(by Alessandra Baldini)
NEW YORK, APRIL 2 – Peter Tannenbaum will fly in from California, Felicia Wax, Sara Guttman and Haim Frenkel from Israel. A fil rouge weaves through the lives of the ”Grugliasco children” who will meet as adults for the first time on Thursday April 6th on the playground they shared long ago as infants. Organized by the City of Grugliasco, the reunion wishes to bring to life a page in history that has seldom been opened; a story dating back 70 years ago, in the immediate aftermath of WWII, which echoes the modern-day plight of migration in the Mediterranean.
Born in Genoa in 1946, Peter Tannenbaum who is now a mathematician at the University of California, was only a baby when he arrived at the Displaced Persons camp set up by UNRRA (which subsequently became IRO and then UNHCR) in a former psychiatric hospital for women in Grugliasco. During the Nazi occupation, his parents survived the Holocaust by hiding in a cellar in Budapest. He recalls that “For more than two years they lived in the camp with other Hungarian refugees, all of them friends. They liked to talk about those times, about how beautiful it was, about how my mother took me out in my stroller in a big park. About the Grugliasco years, and how they had great memories of the Italians they met there. It was a good period in their lives, especially when considering what they had been through”.

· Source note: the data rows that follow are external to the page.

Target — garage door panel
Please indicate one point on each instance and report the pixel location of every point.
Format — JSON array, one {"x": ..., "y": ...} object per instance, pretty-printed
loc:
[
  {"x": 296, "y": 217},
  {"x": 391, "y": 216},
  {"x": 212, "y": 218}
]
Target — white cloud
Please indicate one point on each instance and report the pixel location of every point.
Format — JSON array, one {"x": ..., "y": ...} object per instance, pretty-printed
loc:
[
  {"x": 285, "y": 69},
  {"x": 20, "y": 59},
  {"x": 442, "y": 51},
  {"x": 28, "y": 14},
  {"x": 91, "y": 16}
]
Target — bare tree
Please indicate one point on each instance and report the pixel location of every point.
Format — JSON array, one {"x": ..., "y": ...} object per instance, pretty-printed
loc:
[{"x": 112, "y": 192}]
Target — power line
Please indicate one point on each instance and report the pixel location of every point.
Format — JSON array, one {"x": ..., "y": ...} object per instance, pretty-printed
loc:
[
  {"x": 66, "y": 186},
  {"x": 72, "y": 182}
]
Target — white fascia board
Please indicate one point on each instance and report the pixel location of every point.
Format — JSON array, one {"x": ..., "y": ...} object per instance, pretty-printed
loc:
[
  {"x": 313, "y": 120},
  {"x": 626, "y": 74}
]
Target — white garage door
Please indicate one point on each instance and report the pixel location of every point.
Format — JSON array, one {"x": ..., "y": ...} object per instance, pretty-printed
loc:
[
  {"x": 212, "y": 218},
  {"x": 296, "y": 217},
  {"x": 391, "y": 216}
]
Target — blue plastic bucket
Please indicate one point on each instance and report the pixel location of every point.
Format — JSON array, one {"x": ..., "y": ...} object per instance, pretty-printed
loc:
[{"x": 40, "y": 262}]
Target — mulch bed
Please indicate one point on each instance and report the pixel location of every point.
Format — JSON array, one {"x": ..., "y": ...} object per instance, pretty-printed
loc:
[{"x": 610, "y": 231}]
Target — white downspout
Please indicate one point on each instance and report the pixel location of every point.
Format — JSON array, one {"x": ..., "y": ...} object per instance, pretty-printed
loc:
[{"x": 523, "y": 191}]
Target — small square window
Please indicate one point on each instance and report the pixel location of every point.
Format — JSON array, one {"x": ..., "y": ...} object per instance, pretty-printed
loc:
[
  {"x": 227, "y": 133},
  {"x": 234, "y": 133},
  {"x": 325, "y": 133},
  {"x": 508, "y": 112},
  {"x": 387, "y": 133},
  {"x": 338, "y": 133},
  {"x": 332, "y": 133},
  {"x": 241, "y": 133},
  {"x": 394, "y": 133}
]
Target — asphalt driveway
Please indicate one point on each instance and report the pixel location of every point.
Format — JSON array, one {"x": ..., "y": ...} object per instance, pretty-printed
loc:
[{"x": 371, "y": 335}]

Haim Frenkel’s family was fleeing Poland: his parents Israel and Dora passed away (his mother as recently as four years ago) but his aunt Rachel, who was also in Grugliasco, is among the few living survivors who witnessed those years. “Everyone knows of the tragedy that befell the Jewish people during the war and that many of them were successful in rebuilding their lives. But is there is a missing link in survivors’ stories between the time of liberation and their return to a more or less normal life?” The question is advanced by another “Grugliasco child”, Eli Rubinstein, in the book “The Italian Renaissance” dedicated to his family’s journey from the Shoah, through Piedmont where he was born in 1948 at the Maria Vittoria hospital in Turin, to Canada.
Historian Sara Vinçon addressed Grugliasco and its “Lives in Transit” by focusing on Judith, Eli’s mother, as an example of the sweeping migration that ensued after the end of the war and drove more than 70 thousand jews through Italy in search of a new ‘promised land’. More than 200 children were born in the Grugliasco ‘limbo’ as their parents struggled to “learn how to live again”. Peter’s and Felicia Wax’s families settled in Uruguay; the United States and Palestine, where the state of Israel was being created, were the most sought-after destinations.
The event on April 6th wishes to come full circle. The local government, led by Mayor Roberto Monta’, wishes to celebrate the journey of rebirth that, against all odds, survivors were able to complete by organizing a reunion and an exhibit of documents and photographs. Documents will be provided by the UN and photographs will mostly be furnished by the protagonists of this story: the children who were born in the camp or welcomed there as babies. Some of them will meet again for the first time on Thursday, on the very same lawn where their picture was taken as children, sitting in a semicircle, so long ago.